We assess spinal patients using the measures that don’t have relevance to their recovery. Yes, they’re quick and once you’ve learnt the techniques, not that difficult. You learn how to handle a patient as a physiotherapist, that’s what we do.
The Driving Forces Behind Musculoskeletal (MSK) Management
What drives MSK management across the country is numbers and capacity. The steadily increasing demand for help with back, neck and other pains puts continual pressure on NHS systems to cope with the numbers.
New initiatives invariably revolve around how to get larger numbers through the gate, how to reach targets so that this percentage of patients is catered for in that amount of time. Success is throughput.
Physiotherapy assessment times have traditionally varied from 30 minutes to an hour. In response to pressures new times have been suggested: 15 minutes or 20 minutes to assess, form a plan, record this and send the patient on his or her way. These look like responses to pressure rather than reasoned approaches. At these times our input becomes diagnostic rather than therapeutic.
What this all misses, and what questions the validity of the entire process, is any mention of outcome, any focus on whether the patient is better or not, any indication that the assessment and treatment have been successful. Even a 60-minute assessment is all very well, but what was the result in the patient’s life?

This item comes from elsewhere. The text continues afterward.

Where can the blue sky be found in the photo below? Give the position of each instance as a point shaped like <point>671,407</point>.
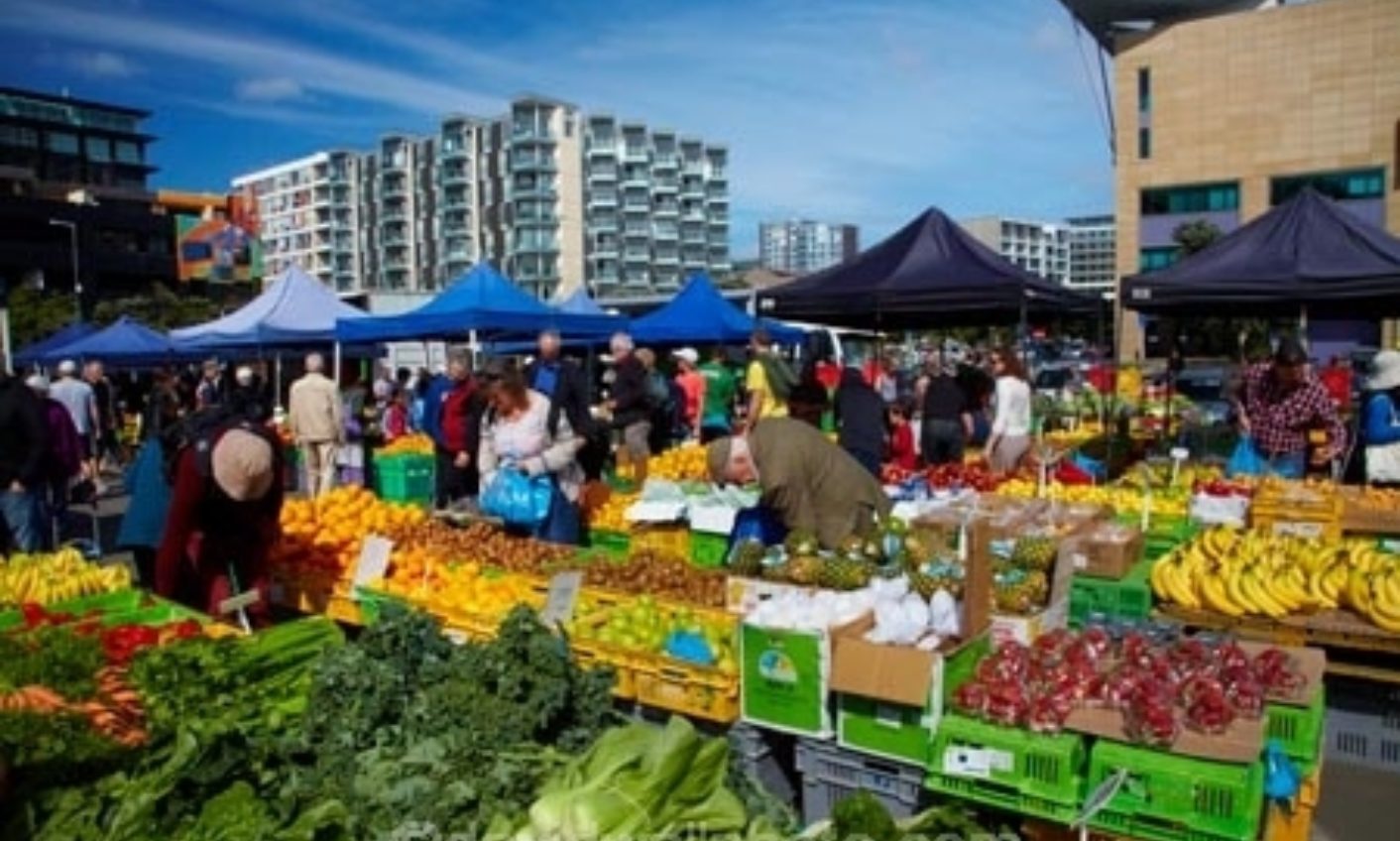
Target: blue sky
<point>864,111</point>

Upstream vs Downstream Costs
Musculoskeletal care is expensive. But we do have a choice about the amount, the timing and how much we can control those expenses.
At present, we do cheap MSK care upstream, closer to the initial presentation. A short GP consultation establishes the presence of non-serious back pain, a short course of 30-minute sessions of physiotherapy attempts to improve things.
A number of patients will resolve or not re-consult, but those who continue to request help begin to go towards secondary care. More expert physiotherapy, MRI scans, spinal injections, orthopaedic opinions and surgery are possibilities.
This process is much less controllable and, added to the costs in suffering, work loss and benefits paid, makes up the greatest proportion spent on this group of patients. Here are the uncontrolled, and at present mostly uncontrollable, downstream costs.
Assessment Takes Time & Can’t Be Rushed
If we are to assess the psychosocial parameters of relevance to a person’s spinal pain, it’s going to take time. Quite a lot of it. An hour to start with to tell their story and feel that they have been heard.
“No-one listened. No-one understood” are common themes from patients who go through the system. There is no substitute for extending the time to find what is driving the patient’s symptoms if we are going to have any effect.
By investing in upstream time we can target three main aims:
- We can find and address the drivers of a patient’s pain
- We can measure their outcomes to see if we’re doing anything useful
- We can try to limit the uncontrollable downstream costs.
This should lead towards what is lacking from present spinal care, effectiveness. Without a measure of effectiveness, all our targets, capacity and throughput have no meaning.